Treatment for chronic injuries
Evaluate the options for chronic injury treatment.Depending on your injury, you may need continued treatment until the problem totally resolves or ongoing if the problem becomes chronic. This sometimes involves physical therapy, chiropractic care or alternative treatments. There are various treatment regimens for chronic injuries. These include:
- Spinal manipulation: Manipulating or moving certain joints and muscles by a trained professional can help in pain reduction.
- Ultrasound: Deep heat is produced by high frequency sound waves.
- Strengthening exercises: making the areas around an injury stronger can sometimes help ease stress off of the injury.
- Massage therapy: Manual rubbing can soothe and relieve pain.
- Water therapy: Monitored exercise in water can help in strengthening.
- Electrostimulation: A mild electrical current provides pain relief by preventing nerves from sending pain signals to the brain.

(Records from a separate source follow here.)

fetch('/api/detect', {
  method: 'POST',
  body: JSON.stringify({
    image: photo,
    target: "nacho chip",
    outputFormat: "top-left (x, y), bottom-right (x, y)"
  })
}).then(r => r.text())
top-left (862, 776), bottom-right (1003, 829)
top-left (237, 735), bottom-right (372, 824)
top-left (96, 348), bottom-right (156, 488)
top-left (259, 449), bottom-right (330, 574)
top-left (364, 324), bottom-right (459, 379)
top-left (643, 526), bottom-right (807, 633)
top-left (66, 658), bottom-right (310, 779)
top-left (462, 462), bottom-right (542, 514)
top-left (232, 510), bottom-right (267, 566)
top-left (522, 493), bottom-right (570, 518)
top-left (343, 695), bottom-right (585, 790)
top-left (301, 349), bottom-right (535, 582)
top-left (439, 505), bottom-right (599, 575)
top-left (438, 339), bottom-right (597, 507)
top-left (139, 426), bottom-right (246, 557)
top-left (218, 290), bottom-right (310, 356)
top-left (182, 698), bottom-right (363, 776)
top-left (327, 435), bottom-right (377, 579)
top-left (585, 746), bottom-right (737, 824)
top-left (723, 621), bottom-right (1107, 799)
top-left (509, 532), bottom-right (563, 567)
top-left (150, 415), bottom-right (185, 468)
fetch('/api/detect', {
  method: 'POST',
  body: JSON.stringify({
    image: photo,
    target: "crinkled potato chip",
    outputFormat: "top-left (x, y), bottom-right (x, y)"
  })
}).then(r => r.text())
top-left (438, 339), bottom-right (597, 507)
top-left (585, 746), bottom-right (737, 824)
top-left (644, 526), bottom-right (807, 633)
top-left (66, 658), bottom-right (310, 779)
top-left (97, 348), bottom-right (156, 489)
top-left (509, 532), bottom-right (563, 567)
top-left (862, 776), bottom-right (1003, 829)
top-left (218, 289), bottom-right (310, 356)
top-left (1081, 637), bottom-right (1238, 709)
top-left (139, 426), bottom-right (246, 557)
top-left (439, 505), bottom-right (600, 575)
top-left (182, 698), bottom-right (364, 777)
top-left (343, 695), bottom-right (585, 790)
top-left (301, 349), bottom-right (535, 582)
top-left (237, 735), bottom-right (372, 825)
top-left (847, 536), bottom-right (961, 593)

- Avoid twisting and bending when not necessary.
- Don’t overdo it. Know your exercise limits.
- Use protective gear when appropriate.
- Make sure to stretch, warm up and cool down appropriately to prevent injury.
- When jumping, make sure you land with your knees slightly bent.
- Wear proper fitting shoes and attire when exercising or playing sports to prevent unnecessary injury.
- Increase your exercise level gradually.
- Use proper form for your sport or exercise.
- When possible exercise on soft surfaces, such as a running track versus concrete or asphalt.